One cluster - multiple providers
Running on bare metal has both benefits and drawbacks. You can get the best performance possible out of the hardware, but it can also be quite expensive and maybe not necessary for all workloads. Perhaps a hybrid cluster could give you the best of both? Raw power for the workload that needs it, and cheap virtualized commodity for the rest. This blog post will show how to set up a cluster like this using the Cluster API backed by the Metal3 and BYOH providers.
The problem
Imagine that you have some bare metal servers that you want to use for some specific workload. Maybe the workload benefits from the specific hardware or there are some requirements that make it necessary to run it there. The rest of the organization already uses Kubernetes and the cluster API everywhere so of course you want the same for this as well. Perfect, grab Metal³ and start working!
But hold on, this would mean that you use some of the servers for running the Kubernetes control plane and possibly all the cluster API controllers. If there are enough servers this is probably not an issue, but do you really want to “waste” these servers on such generic workloads that could be running anywhere? This can become especially painful if you need multiple control plane nodes. Each server is probably powerful enough to run all the control planes and controllers, but it would be a single point of failure…

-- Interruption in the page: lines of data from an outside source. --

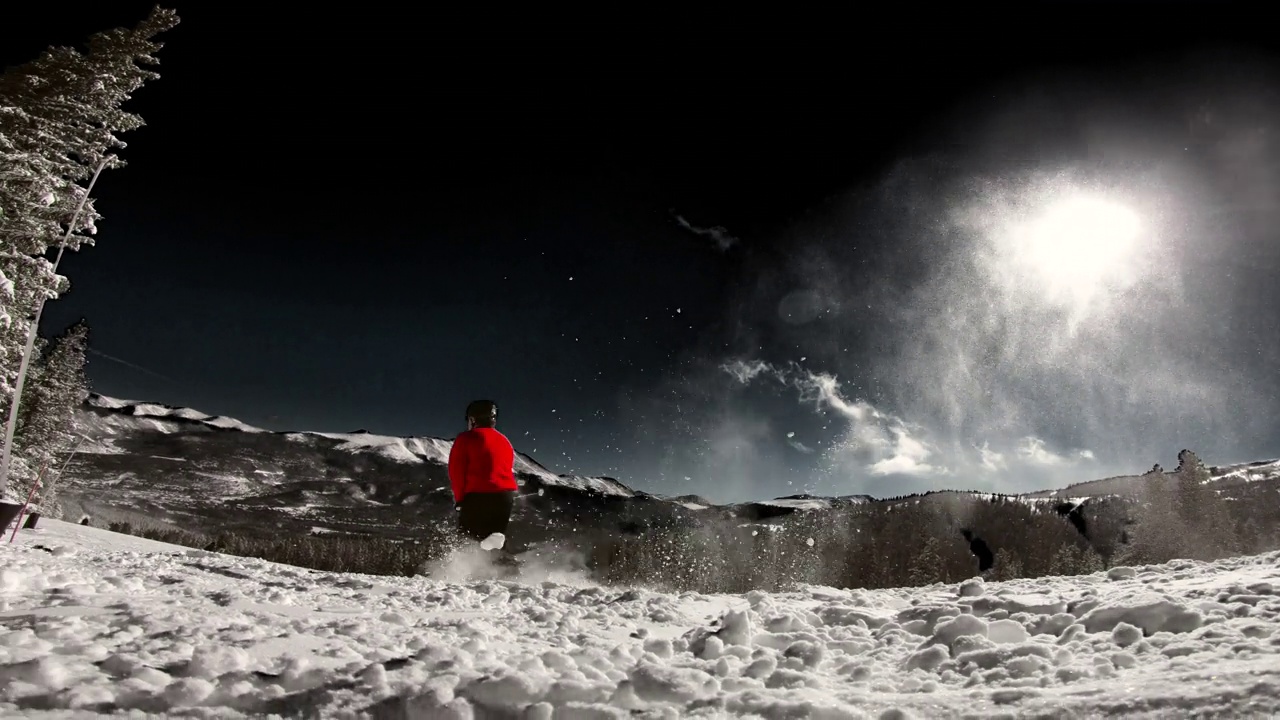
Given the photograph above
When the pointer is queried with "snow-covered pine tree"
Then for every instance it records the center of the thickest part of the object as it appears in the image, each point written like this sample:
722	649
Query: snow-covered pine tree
59	122
46	431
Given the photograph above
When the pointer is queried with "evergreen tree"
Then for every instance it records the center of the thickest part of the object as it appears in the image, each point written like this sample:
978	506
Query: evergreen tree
48	432
1006	566
926	566
1205	516
59	122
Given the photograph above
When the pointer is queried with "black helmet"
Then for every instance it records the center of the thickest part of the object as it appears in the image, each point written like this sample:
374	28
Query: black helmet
484	413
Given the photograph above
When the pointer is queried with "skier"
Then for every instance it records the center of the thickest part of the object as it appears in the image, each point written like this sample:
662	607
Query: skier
481	470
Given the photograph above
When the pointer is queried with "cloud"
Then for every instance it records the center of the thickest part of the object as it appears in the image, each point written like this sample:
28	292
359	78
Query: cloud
877	443
874	442
1034	452
723	241
799	446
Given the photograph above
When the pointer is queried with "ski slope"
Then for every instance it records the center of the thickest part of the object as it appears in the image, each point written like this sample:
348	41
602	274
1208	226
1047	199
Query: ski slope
101	621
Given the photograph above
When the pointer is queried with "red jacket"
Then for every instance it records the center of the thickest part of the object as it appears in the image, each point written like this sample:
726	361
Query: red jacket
481	460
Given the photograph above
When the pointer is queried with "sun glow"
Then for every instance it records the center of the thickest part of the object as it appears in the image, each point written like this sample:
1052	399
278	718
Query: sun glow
1078	247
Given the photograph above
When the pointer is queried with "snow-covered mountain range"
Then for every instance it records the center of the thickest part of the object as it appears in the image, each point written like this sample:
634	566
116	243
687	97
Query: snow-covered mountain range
214	473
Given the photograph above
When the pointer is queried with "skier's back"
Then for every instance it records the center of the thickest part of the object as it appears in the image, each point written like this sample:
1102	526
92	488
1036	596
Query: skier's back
481	470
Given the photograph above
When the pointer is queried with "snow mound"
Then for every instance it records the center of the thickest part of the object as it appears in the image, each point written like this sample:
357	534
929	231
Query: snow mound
599	486
164	418
798	502
96	621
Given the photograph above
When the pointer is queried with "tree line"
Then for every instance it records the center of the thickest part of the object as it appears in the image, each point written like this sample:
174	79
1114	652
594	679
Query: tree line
60	121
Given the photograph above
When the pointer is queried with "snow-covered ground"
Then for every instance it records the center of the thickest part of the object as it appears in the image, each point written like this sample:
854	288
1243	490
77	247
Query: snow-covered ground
103	621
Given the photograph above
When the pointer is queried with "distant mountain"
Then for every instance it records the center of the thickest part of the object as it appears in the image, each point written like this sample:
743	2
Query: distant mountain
211	473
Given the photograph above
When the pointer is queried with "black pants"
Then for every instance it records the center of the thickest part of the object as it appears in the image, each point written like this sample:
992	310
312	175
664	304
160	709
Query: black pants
485	513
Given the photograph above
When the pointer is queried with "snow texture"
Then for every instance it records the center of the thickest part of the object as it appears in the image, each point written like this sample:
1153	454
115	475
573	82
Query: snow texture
96	621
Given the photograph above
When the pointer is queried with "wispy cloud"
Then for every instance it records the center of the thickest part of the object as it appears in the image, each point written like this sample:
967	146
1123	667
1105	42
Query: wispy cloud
874	442
798	446
1033	451
723	241
877	443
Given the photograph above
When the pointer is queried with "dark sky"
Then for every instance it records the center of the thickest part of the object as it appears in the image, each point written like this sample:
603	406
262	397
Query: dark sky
341	220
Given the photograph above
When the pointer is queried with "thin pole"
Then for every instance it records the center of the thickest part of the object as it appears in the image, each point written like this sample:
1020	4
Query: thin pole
12	423
30	495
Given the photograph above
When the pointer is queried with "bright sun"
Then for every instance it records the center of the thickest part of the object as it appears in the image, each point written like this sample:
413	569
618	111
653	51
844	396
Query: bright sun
1078	246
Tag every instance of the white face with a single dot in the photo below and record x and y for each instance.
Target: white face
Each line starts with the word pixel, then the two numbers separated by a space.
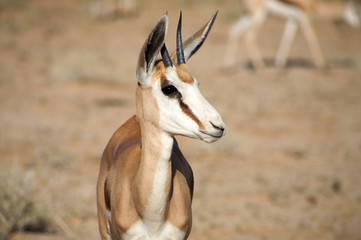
pixel 183 109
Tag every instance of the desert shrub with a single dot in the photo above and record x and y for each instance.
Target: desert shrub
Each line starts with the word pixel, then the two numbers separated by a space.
pixel 20 208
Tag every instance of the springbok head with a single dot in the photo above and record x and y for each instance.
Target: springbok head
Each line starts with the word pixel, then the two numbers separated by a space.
pixel 167 93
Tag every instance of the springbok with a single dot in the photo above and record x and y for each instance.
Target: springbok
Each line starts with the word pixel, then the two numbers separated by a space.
pixel 352 13
pixel 145 185
pixel 295 11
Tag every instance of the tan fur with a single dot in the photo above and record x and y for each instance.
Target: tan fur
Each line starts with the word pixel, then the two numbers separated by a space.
pixel 127 170
pixel 250 24
pixel 183 74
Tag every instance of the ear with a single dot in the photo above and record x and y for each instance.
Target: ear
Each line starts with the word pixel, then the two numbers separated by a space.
pixel 193 43
pixel 150 51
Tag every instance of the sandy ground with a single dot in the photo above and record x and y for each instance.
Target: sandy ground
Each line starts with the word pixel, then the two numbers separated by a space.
pixel 288 168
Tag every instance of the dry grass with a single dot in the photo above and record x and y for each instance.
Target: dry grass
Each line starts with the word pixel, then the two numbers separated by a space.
pixel 21 208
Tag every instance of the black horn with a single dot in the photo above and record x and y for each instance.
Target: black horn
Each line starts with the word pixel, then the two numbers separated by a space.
pixel 180 52
pixel 165 56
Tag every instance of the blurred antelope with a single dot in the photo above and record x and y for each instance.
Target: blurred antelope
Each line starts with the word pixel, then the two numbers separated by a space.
pixel 352 13
pixel 120 7
pixel 145 185
pixel 294 11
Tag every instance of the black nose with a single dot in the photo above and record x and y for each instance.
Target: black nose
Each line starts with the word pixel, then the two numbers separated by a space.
pixel 218 127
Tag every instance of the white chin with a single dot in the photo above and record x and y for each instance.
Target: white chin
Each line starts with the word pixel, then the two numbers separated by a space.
pixel 209 139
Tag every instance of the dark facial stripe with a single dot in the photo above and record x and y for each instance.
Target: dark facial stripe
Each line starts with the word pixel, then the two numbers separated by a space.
pixel 190 114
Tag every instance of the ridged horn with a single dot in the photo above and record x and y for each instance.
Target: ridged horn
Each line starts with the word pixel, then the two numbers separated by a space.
pixel 165 56
pixel 180 52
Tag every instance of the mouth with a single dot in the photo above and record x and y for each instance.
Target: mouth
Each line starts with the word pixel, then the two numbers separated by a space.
pixel 213 135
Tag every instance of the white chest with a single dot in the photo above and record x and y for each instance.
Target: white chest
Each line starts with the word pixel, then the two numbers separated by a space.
pixel 140 231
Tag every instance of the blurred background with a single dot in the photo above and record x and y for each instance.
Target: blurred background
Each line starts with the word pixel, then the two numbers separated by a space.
pixel 288 168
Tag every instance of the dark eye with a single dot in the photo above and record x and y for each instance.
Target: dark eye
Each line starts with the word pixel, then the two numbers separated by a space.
pixel 169 90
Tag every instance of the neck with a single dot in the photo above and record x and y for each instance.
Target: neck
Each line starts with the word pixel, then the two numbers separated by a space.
pixel 153 180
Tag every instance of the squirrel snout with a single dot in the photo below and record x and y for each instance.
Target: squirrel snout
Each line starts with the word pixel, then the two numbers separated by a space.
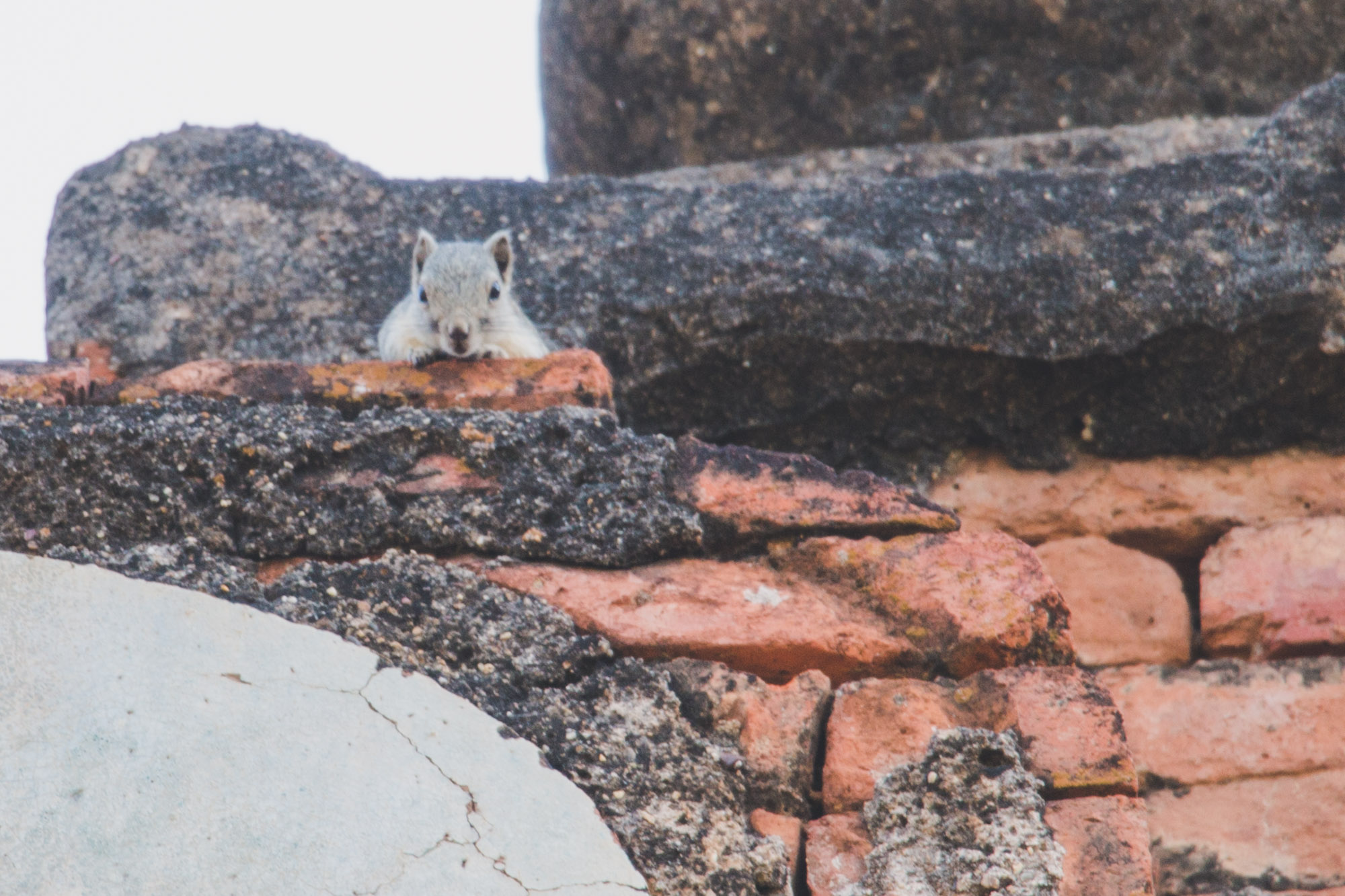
pixel 459 338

What if there was a way to use a different cluster API infrastructure provider for some nodes? For example, use the Openstack infrastructure provider for the control plane and Metal³ for the workers. Let’s do an experiment!
Setting up the experiment environment
This blog post will use the Bring your own host (BYOH) provider together with Metal³ as a proof of concept to show what is currently possible.
The BYOH provider was chosen as the second provider for two reasons:
- Due to its design (you provision the host yourself), it is very easy to adapt it to the test (e.g. use a VM in the same network that the metal3-dev-env uses).
- It is one of the providers that is known to work when combining multiple providers for a single cluster.
We will be using the
metal3-dev-env on Ubuntu
as a starting point for this experiment. Note that it makes substantial
changes to the machine where it is running, so you may want to use a
dedicated lab machine instead of your laptop for this. If you have not
done so already, clone it and run make
. This should give you a
management cluster with the Metal³ provider installed and two
BareMetalHosts ready for provisioning.
The next step is to add the BYOH provider and a ByoHost.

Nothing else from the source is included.